INSERT INTO cities (name, loc) VALUES (
'Trondheim',
ST_GeomFromText('POINT(64.43048320193547 10.394972698312927)', 4326)
);
INSERT INTO cities (name, loc) VALUES (
'San Francisco',
ST_GeomFromText('POINT(37.272615666666667 -122.4425455194445)', 4326)
);

Now Wikipedia says Trondheim is at 63 degrees 25"47'N and 10 degrees 23"36'E which looks pretty close to the numbers above. And the Nidaros Cathedral is listed as 63.4305 degrees North latitude and 10.3951 degrees East longitude. So saying POINT('latitude' 'longitude') seems to be what I am looking for to designate a location.

To peel back another layer of the onion, lets look at what ST_GeomFromText() does. The states thusly that ST_GeomFromText 'Constructs a geometry value of any type using its WKT representation and SRID.'

Okay, that cleared up nothing. So what the heck is a WKT representation? The MySQL Manual has a section on Functions That Create Geometry Values from WKT Values. The Well-Known Text (WKT) representation of geometry values is designed for exchanging geometry data in ASCII form. The OpenGIS specification provides a Backus-Naur grammar that specifies the formal production rules for writing WKT values. So 'POINT(15 20)' is a WKT.

This is not getting easier, is it? And we still do not know how to get the distance between two sets of longitude and latitude.

Getting Some Data

I was able to find a very nice list of US Zip Codes (postal codes) at https://gist.github.com/erichurst/7882666/ and used the MySQL Workbench data import agent to create a table. Just three columns ZIP for the Zip Code, LAT for latitude, and LNG for longitude. I stored the ZIP filed as TEXT (leading zeros that are significant disappear if the column in an INT) and the other two fields as REALs. And there are 33,144 rows of data.

Lets look at the distance between the lovely cities of Justin and Trophy Club, both in the state of Texas. Justin is zip code 76247 and Trophy Club is 76262

mysql> select * from data where ZIP in (76247, 76262);
+-------+-----------+------------+
| ZIP   | LAT       | LNG        | +-------+-----------+------------+
| 76247 | 33.099993 | -97.340499 |
| 76262 | 33.009335 | -97.22672 | +-------+-----------+------------+
2 rows in set (0.03 sec)

And lets try a query.

mysql> select
st_distance(
st_geomfromtext('point(33.099993 -97.34099)',4326),
st_geomfromtext('point(33.009335 -97.22672)',4326)
) as distance;

+--------------------+

| distance           |
+--------------------+
| 14662.554615102901 |
+--------------------+
1 row in set (0.00 sec)

So there is roughly 15,000 meters between the cities of Justin and Trophy Club. And please note this is a flat model not one that takes in the curvature of the earth. But we can get that easily enough by using ST_Distance_Sphere.
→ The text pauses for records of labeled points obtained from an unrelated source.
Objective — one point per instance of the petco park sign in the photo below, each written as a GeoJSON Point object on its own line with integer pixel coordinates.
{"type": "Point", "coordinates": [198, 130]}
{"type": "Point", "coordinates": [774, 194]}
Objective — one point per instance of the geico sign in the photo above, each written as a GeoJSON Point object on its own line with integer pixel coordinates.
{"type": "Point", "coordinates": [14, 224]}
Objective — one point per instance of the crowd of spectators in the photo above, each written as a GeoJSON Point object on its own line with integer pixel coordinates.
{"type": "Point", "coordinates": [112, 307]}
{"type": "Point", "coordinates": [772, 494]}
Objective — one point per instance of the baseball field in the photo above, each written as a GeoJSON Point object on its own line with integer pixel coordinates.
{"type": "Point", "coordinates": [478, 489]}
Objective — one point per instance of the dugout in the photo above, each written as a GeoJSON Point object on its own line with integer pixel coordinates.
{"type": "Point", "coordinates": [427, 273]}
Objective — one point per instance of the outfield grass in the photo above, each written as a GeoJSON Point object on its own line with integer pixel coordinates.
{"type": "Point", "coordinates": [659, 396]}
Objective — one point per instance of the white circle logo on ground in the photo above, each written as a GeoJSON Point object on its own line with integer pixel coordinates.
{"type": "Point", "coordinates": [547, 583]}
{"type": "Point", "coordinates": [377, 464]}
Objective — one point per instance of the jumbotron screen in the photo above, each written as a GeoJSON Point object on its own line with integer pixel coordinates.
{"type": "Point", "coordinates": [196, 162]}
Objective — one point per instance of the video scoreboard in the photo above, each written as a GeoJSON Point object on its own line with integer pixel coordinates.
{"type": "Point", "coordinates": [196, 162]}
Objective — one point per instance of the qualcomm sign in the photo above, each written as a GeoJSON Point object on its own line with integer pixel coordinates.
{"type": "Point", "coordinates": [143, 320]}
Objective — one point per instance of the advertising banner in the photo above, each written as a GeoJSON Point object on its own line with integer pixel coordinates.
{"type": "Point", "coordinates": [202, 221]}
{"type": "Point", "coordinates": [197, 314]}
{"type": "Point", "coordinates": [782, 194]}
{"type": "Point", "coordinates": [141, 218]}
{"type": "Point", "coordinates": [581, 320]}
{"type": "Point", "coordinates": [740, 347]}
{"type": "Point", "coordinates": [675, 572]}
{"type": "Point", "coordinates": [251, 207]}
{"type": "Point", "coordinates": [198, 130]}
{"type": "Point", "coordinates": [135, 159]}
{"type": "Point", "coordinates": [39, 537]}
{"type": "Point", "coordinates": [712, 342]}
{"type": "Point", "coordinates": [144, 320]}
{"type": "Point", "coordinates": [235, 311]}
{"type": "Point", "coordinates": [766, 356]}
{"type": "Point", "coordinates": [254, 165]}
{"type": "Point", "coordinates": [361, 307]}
mysql> select st_distance_sphere(
    st_geomfromtext('point(33.099993 -97.34099)',4326),
    st_geomfromtext('point(33.009335 -97.22672)',4326))
   as sphere,
    st_distance(
     st_geomfromtext('point(33.099993 -97.34099)',4326),
     st_geomfromtext('point(33.009335 -97.22672)',4326))
    as flat;
+--------------------+--------------------+
| sphere             | flat               |
+--------------------+--------------------+
| 14664.184945803418 | 14662.554615102901 |
+--------------------+--------------------+
1 row in set (0.00 sec)

So even in the fairly flat area of North Texas, there is some difference between a spherical and flat world.